BIS's allegations in brief
The Commerce Department’s Bureau of Industry and Security says its charging documents allege that Applied Materials and its Korea unit caused the reexport of U.S.-origin ion implanter module systems to Semiconductor Manufacturing International Corp. on 56 occasions between November 2020 and July 2022, valued at roughly $126.25 million. Those details are laid out in the agency’s proposed charging letter and order, according to BIS.
The "dual-build" routing BIS flagged
BIS describes a "dual-build" setup in which partially manufactured equipment and U.S.-assembled components were shipped to Applied Materials Korea for final assembly and testing, then sent on to SMIC. Regulators say that the route did not strip the tools of their U.S. origin for export-control purposes. Tech coverage has unpacked the sequence and BIS’s rejection of AMAT’s "substantial transformation" defense, which the agency said does not provide a shield under the Export Administration Regulations, as reported by Tom's Hardware.
Settlement terms and required audits
The settlement imposes a civil penalty of roughly $252.5 million and requires Applied Materials to complete two internal audits of its export-controls program.
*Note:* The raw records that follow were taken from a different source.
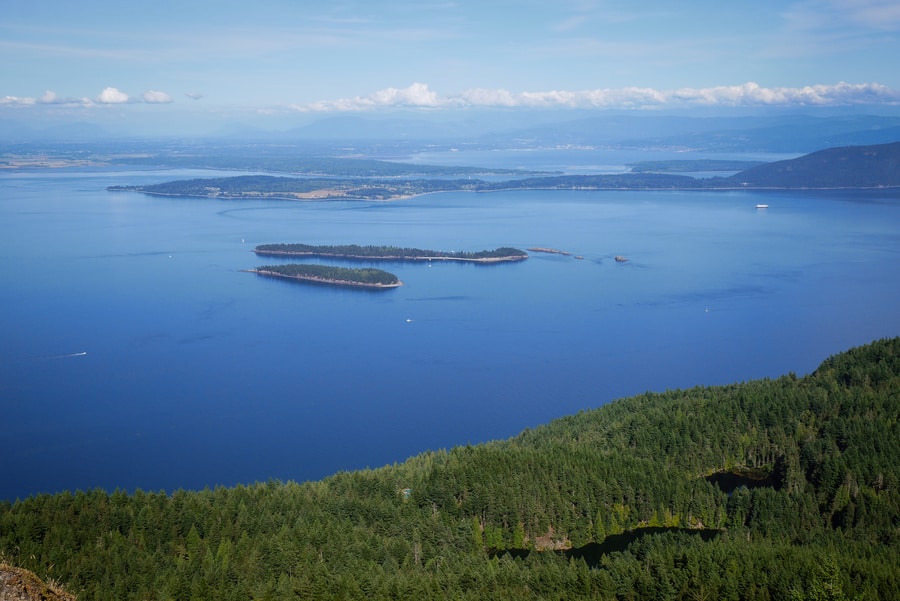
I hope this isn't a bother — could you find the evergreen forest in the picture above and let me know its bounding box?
[254,263,400,287]
[254,244,528,261]
[0,338,900,601]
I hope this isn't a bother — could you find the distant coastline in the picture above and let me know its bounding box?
[254,244,528,263]
[246,263,403,290]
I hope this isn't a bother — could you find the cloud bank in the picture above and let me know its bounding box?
[0,87,173,106]
[292,82,900,112]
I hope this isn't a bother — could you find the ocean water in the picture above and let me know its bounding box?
[0,157,900,499]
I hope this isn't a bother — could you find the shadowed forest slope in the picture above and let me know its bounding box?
[0,338,900,600]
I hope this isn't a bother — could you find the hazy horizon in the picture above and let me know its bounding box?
[0,0,900,141]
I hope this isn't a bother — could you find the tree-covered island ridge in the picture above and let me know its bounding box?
[254,244,528,263]
[0,338,900,601]
[248,263,403,289]
[109,142,900,201]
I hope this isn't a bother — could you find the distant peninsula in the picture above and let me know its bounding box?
[248,263,403,290]
[254,244,528,263]
[108,142,900,201]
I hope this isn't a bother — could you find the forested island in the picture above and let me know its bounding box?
[254,244,528,263]
[108,142,900,200]
[0,338,900,601]
[249,263,403,290]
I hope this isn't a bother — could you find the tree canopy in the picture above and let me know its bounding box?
[0,338,900,601]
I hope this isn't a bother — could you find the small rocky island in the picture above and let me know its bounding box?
[248,263,403,290]
[254,244,528,263]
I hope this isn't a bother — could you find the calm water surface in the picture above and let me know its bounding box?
[0,158,900,499]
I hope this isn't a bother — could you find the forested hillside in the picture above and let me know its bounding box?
[0,338,900,600]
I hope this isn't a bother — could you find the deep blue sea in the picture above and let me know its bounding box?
[0,151,900,499]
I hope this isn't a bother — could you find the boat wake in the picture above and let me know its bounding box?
[47,351,87,359]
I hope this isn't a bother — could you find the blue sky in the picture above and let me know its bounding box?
[0,0,900,132]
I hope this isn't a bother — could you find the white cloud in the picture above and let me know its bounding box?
[141,90,172,104]
[293,82,900,112]
[96,88,131,104]
[0,96,37,106]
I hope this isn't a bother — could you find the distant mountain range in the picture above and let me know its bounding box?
[724,142,900,188]
[0,110,900,156]
[109,142,900,200]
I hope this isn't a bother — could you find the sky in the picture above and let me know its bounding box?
[0,0,900,136]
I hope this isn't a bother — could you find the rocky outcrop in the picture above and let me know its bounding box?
[0,563,75,601]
The first audit must cover the 12-month period beginning January 1, with a report due no later than July 1, 2027. The second must cover the 12-month period beginning January 1, 2027, and be due no later than July 1, 2028. The agreement also places a three-year denial of export privileges in suspense, which BIS can activate if Applied Materials fails to make timely payment or submit the required audits, according to the Commerce Department.
Why lawyers and regulators are watching
Advisers say BIS’s blunt rejection of the substantial-transformation argument narrows the legal wiggle room companies have relied on when spreading production across borders and raises compliance risk for the broader tooling supply chain. As outlined by Arnold & Porter, the order ranks among the largest BIS penalties to date and signals a sustained, cross-agency push to cut off sensitive exports to Entity List parties.
Legal implications
While Applied Materials publicly cast the outcome as resolving a misunderstanding, settlement records and industry coverage, including reporting by Reuters, indicate that AMAT cooperated and that regulators treated the U.S.-origin modules as subject to the EAR. That stance changes the risk calculus for toolmakers that rely on complex, multi-country builds. Legal briefings from Fenwick & West highlight not just the size of the civil penalty but also the long-tail compliance obligations that follow.
What to watch next
For Silicon Valley, the case is a pricey reminder that export compliance is a very real business risk, not just fine print in a policy manual. Local suppliers and engineers will be watching the audit results and whether BIS ultimately flips the switch on the suspended denial of export privileges. Legal advisers say those audit reports, and any follow-on enforcement, are likely to reshape how U.S. toolmakers structure cross-border production and tighten compliance controls in the months ahead, according to Arnold & Porter.